Could you please clarify some more? :blush:

  1. Are other service configs variables accessible with bind except {{ip}} {{port}}?
    sorry if I’m getting it wrong, for example I have also parameter {{url}} for servises in group foo, could it be accessible during runtime in services bar, if bar has been binded to foo like:
    hab start core/bar --bind backend:foo

The goal is to have dynamic configuration of LB depending on backend application properties, like {{url}} etc.

  1. Does supervisor use the same health checks that were implemented for /health endpoint to get service health in runtime? did not find where interval should be configured if so.
    https://www.habitat.sh/docs/reference/plan-syntax/#hooks

  2. Do you have some time measurements already? How fast will be reaction on health changes in binded service groups?

  3. And last very silly question: does peer mean node(host)?
    For example we have 3 websrv behind LB how to start service foo on 1 and 2 websrv and not on 3 in service group foo-servicegroup?

Are other service configs variables accessible with bind except {{ip}} {{port}}?

It depends... where would you be defining this url parameter? Would it be a config element in the backend's default.toml?

Does supervisor use the same health checks that were implemented for /health endpoint to get service health in runtime? did not find where interval should be configured if so.
Chef Habitat Overview

Yes, the supervisor does exactly that. Not sure what you mean by interval. You mean the interval that a load balancer would poll that endpoint for health? Or...? The supervisor itself does not poll the underlying service.
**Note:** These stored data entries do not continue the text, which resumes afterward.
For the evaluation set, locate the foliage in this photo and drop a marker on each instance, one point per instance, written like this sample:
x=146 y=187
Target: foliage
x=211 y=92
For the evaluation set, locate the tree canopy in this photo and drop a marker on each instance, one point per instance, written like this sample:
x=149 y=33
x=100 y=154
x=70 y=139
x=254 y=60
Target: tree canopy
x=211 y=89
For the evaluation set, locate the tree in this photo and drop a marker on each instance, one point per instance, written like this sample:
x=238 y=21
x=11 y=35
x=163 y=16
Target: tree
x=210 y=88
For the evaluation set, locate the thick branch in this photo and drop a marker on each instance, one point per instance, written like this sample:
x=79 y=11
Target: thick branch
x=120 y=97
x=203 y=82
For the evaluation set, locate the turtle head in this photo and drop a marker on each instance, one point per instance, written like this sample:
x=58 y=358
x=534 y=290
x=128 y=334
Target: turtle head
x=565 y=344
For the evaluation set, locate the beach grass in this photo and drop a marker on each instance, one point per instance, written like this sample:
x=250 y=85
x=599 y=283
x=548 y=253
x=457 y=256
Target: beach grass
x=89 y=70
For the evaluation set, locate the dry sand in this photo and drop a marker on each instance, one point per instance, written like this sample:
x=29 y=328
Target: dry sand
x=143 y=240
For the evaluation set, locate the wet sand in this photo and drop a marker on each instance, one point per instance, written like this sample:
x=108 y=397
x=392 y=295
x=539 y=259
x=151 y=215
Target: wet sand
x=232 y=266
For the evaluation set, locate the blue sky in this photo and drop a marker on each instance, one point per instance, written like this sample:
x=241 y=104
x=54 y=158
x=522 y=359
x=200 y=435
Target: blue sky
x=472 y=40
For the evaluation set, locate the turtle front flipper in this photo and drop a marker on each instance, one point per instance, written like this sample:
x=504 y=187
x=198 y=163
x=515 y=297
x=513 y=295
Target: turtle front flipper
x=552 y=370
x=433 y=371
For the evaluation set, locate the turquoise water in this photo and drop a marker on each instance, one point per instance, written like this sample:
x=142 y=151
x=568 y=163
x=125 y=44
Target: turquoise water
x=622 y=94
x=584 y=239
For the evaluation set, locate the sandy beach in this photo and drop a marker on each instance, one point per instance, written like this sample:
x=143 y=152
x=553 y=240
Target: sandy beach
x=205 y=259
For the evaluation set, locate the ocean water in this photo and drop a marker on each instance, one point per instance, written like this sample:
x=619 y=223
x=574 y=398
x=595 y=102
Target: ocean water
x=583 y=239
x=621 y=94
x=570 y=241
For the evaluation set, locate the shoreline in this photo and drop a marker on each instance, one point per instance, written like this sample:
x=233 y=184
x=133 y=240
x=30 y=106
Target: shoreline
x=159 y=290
Do you have some time measurements already? How fast will be reaction on health changes in binded service groups?

We haven't run any detailed measurements yet, but it should be fairly fast, on the order of seconds at most. We would love to know the results of any experiments you run.

And last very silly question: does peer mean node(host)?

Yes, when we talk about peer we mean a node; the reason we call it a peer is because if that supervisor is running in a container, it's not really a "node" in the traditional sense anymore.